For community banks, faced with this with massive burden, it literally creates fear in the local banker to, well, be a banker! It drains a Bank’s resources while trying to keep up with all the new regulations to comply. Banks end up worrying about the compliance aspects of the business and lose focus on what they do best—lending. Just as important, added regulation increases a bank’s cost to comply with more regulations, which in turn end up costing small businesses and consumers more. In addition, new regulations have restricted the availability of financial products and credit because banks are now so focused on complying with regulation it has become difficult to be innovative.

It can be argued that much of the new regulations are unnecessary to force upon community banks. Many of the new regulations do not protect consumers, or make the banking system any safer than before without the regulations. And in fact, just the opposite is occurring. Many smaller banks are being sold or merged with larger ones. Other banks are closing their residential mortgage operations. The banking industry is consolidating; the main street banker is forced to compete with the larger regional and national banks.

Unfortunately, perception is reality and the perception from the financial crisis is that more regulation is better. But is it smarter? How does it impact the commercial property owner?

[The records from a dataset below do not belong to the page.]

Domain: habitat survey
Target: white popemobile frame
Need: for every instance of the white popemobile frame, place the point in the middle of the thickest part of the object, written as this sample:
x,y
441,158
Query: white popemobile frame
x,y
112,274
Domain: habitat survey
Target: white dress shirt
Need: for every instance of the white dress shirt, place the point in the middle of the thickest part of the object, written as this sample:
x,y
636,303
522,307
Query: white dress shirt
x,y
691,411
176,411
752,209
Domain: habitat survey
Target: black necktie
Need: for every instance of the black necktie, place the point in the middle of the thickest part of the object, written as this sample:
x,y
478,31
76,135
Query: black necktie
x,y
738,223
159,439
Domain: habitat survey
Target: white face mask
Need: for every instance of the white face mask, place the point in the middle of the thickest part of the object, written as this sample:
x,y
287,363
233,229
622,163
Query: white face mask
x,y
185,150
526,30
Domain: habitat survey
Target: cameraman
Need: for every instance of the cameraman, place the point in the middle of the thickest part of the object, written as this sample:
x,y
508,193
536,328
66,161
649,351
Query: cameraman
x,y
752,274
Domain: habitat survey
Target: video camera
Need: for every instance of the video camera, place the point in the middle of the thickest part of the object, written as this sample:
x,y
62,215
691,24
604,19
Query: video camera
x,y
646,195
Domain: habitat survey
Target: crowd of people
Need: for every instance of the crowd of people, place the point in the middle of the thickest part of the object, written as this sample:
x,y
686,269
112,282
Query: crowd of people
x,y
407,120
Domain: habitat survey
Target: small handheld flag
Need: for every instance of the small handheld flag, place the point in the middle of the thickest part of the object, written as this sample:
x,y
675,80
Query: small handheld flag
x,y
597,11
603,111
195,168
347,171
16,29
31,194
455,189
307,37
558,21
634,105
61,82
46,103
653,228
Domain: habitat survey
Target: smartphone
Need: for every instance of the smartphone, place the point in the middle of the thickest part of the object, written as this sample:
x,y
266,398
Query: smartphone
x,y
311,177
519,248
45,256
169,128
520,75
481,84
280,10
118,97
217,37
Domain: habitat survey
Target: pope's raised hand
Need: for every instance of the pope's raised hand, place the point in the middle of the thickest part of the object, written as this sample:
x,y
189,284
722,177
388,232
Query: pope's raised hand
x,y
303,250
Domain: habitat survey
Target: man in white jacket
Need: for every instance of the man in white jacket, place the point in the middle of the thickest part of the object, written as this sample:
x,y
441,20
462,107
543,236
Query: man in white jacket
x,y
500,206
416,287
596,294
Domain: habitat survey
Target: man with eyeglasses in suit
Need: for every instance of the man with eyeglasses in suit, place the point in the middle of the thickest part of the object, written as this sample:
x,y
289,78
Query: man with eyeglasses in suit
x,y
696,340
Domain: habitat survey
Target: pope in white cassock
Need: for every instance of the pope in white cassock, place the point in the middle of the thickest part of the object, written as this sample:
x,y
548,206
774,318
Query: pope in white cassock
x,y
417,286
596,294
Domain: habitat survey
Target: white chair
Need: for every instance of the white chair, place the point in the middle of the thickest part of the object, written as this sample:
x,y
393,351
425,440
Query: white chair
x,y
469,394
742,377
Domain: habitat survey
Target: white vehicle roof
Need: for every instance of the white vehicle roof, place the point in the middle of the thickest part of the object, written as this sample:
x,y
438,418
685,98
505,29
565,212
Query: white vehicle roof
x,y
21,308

And what does it do for the local economy?

While there are no easy answers, the first one is, that our country has been based upon the freedom to choose. Increase regulatory burden, and you take away the freedom to choose. The freedom to run a business to meet the needs of your customers. If the banker is so restricted on what loans they can choose to make, it will have a negative impact on the commercial property owner and any small business looking for financing. When a small business cannot obtain the financing it needs to operate or grow, guess what, the community suffers. It suffers in terms of local employment, obtaining goods and services and generally economic activity is dampened.

Rather than more regulation, what is needs is regulation 2.0. Throw out the old and write new regulations; lessen the burden. Banks today are basically a government appendage. Bankers are subject not to their customers but to the government. While it appears the ultimate stakeholder is the government with their consumer protection agenda, the real stakeholder is the communities in which local banks operate.

According to American Banker,

 “…there are now 1,342 fewer community banks in the U.S. than there were in June 2010. The number of banks with assets below $100 million shrunk by 32%, while the number of banks with assets between $100 million and $1 billion fell by 11%.

Consequently, it should come as little surprise that since Dodd-Frank, the share of U.S. assets held by banks with assets above the $10 billion threshold has increased by 4%. By contrast, banks with assets below $100 million have seen their share of U.S. assets decline by 40%. Banks with assets between $100 million and $1 billion lost 21% market share during this time.”